Au-delà des barrières et des murs, un cap !

Les chiffres font froid dans le dos. Avec plus de 3 000 morts en 2014, la Méditerranée serait devenue la route migratoire la plus dangereuse au monde selon un rapport de l’Organisation internationale pour les migrations (OIM).

À titre de comparaison, dix fois plus de migrants sont morts cette année en essayant de rallier l’Europe par la mer qu’en tentant de traverser la frontière entre le Mexique et les États-Unis. La situation est à ce point critique que l’Agence des Nations unies pour les réfugiés(HCR) parle pour 2014 d’une « catastrophe humanitaire colossale en Méditerranée ».

Morts aux frontières

Depuis 20 ans, on assiste à une extraordinaire surenchère sécuritaire aux frontières extérieures de l’UE. Selon les sources, ils seraient entre 18 000 et 23 000 personnes à avoir perdu la vie en tentant de franchir ces frontières pendant cette même période.

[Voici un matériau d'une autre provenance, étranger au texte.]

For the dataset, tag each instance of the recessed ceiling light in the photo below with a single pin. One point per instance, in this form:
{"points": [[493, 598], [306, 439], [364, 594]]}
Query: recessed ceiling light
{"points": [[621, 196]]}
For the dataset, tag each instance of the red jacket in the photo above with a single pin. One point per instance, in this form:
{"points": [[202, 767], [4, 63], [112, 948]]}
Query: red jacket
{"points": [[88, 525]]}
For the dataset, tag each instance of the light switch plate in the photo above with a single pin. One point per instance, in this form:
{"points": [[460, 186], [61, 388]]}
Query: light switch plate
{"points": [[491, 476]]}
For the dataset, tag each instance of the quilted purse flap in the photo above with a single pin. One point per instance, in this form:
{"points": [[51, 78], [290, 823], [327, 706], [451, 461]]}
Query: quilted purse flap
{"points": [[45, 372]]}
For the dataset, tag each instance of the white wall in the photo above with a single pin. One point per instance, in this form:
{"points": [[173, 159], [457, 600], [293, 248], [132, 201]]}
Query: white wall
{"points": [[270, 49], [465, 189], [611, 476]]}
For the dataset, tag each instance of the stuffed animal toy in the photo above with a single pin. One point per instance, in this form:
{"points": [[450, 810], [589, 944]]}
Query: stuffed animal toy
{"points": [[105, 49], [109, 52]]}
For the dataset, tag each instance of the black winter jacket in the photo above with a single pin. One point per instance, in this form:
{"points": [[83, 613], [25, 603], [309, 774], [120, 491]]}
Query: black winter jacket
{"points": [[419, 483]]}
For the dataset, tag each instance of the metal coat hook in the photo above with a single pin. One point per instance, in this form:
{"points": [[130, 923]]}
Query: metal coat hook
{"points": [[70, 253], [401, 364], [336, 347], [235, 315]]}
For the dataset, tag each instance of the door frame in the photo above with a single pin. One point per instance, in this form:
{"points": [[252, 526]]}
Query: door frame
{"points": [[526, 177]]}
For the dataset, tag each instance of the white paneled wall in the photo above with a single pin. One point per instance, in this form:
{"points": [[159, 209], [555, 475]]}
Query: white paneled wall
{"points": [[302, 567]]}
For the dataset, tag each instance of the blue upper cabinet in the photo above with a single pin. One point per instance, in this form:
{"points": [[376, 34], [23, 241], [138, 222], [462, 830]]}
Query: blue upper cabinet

Plus on barricade les frontières, plus les migrants prennent des risques pour les franchir. A fortiori s’il n’existe pas de canaux légaux de migrations qui permettent à ceux qui auraient toutes les chances d’obtenir l’asile d’atteindre de manière sécurisée le territoire où ils peuvent en faire la demande.

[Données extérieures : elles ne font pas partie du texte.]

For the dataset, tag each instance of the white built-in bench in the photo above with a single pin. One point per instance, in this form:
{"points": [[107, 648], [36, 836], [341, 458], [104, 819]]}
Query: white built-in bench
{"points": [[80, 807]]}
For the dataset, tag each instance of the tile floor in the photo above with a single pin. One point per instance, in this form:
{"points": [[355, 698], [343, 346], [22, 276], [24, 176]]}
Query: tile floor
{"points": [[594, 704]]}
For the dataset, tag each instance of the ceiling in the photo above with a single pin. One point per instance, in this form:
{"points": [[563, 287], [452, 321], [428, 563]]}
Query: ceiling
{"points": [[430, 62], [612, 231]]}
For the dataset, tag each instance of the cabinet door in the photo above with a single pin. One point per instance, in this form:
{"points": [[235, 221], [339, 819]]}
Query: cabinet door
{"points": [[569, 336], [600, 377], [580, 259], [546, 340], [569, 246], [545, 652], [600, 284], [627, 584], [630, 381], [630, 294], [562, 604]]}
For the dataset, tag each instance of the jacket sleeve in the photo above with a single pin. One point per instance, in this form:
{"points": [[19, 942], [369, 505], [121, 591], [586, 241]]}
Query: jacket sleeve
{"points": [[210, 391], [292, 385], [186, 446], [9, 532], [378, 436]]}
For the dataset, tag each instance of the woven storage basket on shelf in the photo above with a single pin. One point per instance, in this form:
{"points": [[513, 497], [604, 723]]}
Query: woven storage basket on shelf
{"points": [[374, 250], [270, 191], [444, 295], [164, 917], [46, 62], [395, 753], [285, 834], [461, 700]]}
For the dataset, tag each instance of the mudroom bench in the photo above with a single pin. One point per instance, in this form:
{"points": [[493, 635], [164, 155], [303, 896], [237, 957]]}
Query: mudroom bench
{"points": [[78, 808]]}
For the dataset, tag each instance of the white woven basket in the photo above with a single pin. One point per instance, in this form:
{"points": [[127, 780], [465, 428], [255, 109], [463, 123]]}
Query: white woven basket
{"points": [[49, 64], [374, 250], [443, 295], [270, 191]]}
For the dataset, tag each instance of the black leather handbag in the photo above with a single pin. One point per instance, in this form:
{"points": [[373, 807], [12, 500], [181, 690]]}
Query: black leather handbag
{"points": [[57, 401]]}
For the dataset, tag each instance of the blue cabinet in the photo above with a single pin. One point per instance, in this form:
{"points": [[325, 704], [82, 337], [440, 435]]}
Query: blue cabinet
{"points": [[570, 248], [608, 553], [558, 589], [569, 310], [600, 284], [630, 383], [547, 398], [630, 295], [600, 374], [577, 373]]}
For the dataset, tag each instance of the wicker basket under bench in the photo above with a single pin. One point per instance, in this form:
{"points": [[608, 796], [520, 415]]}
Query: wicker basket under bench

Raison de plus pour ouvrir un véritable débat, sans tabou, en vue de définir un autre cap que celui de la peur ! Avec au moins une certitude : il n’est pas possible de faire pire.

Pas étonnant alors que le nombre de candidats prêts à s’entasser dans des camions ou dans des épaves avec l’espoir d’atteindre l’Europe ne cesse d’augmenter.
Avec ce paradoxe : en accroissant la dangerosité des routes, en allongeant la durée du voyage et en faisant grimper son coût, le verrouillage des frontières fait
la prospérité des passeurs, ceux-là mêmes que les responsables européens prétendent pourchasser avec leur politique de contrôle des frontières.

©MICmag

Forteresse assiégée ?

D’après certaines estimations, plus de 165 000 personnes auraient tenté de gagner l’Europe en traversant la Méditerranée centrale en 2014. La plupart de ces migrants sont Syriens, Érythréens, Somaliens, Afghans… Ils étaient environ 60 000 en 2013, 22 500 en 2012, et 69 000 en 2011 l’année du Printemps arabe qui déstabilisa toute la région.

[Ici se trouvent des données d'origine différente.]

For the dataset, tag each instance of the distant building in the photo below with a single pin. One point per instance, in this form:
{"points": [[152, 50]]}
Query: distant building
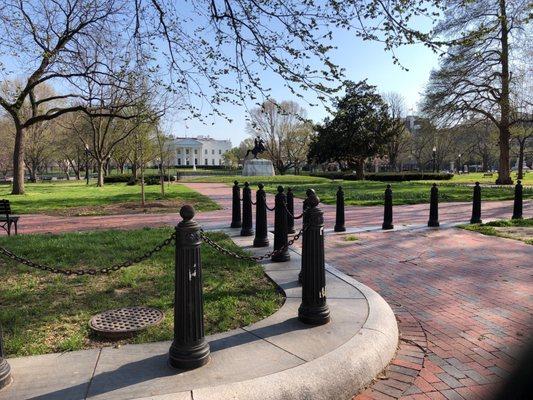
{"points": [[199, 151]]}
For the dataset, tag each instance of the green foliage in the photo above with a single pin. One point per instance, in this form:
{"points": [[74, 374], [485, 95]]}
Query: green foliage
{"points": [[75, 198], [44, 313], [388, 176], [360, 127]]}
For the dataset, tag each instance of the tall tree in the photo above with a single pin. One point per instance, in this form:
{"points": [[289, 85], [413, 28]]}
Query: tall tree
{"points": [[206, 45], [360, 128], [475, 74], [283, 128]]}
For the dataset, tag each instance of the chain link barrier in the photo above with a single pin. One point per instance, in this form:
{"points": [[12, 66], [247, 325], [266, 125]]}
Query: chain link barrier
{"points": [[230, 253], [92, 271]]}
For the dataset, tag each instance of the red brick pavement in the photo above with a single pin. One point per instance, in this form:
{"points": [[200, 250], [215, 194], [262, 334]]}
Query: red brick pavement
{"points": [[463, 300]]}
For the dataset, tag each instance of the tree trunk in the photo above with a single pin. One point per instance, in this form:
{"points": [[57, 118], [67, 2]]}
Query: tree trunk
{"points": [[360, 169], [18, 161], [504, 173], [100, 166]]}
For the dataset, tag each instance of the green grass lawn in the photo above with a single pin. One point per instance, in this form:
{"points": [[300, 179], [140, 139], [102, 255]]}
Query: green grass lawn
{"points": [[520, 229], [43, 313], [75, 198], [367, 193]]}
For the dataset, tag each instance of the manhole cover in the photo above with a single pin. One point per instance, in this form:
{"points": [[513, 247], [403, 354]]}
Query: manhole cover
{"points": [[124, 322]]}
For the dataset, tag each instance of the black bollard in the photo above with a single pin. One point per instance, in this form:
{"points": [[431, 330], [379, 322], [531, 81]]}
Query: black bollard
{"points": [[387, 214], [261, 224], [314, 309], [5, 369], [517, 207], [339, 214], [434, 207], [236, 206], [189, 349], [280, 228], [247, 223], [290, 214], [476, 205]]}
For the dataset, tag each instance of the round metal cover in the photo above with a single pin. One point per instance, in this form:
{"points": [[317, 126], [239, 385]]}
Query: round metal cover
{"points": [[125, 322]]}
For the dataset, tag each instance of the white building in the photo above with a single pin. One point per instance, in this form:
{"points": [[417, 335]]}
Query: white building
{"points": [[200, 151]]}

L’Europe forteresse serait-elle assiégée ? Pas si vite. Aussi impressionnants soientils, ces chiffres doivent être mis en rapport avec les crises humanitaires qui se déroulent en ce moment aux portes de l’Europe. À commencer par la guerre en Syrie et ses 3 millions de réfugiés.

Une crise qui rappelle une fois encore que les réfugiés trouvent avant tout refuge dans les pays limitrophes des zones de conflit qu’ils fuient. Comme au Liban par exemple, un pays qui accueille plus d’1 million de réfugiés alors que sa population ne dépasse pas les 4 millions. À côté, le nombre de migrants qui arrivent en Europe reste dérisoire. Seule une minorité parvient à déjouer les dispositifs et à atteindre l’Europe.

L’heure du bilan

Bref, la liste des morts aux frontières s’allonge tous les jours alors que les sommes englouties par l’UE et les États pour les contrôler montent en flèche. Plus d’argent pour plus de morts : est-ce tolérable ?

Depuis 15 ans, l’Europe s’enfonce dans une voie sans issue. Bien sûr, la question est complexe et il n’y a pas de solution miracle. Raison de plus pour ouvrir un véritable débat, sans tabou, en vue de définir un autre cap que celui de la peur ! Avec au moins une certitude : il n’est pas possible de faire pire.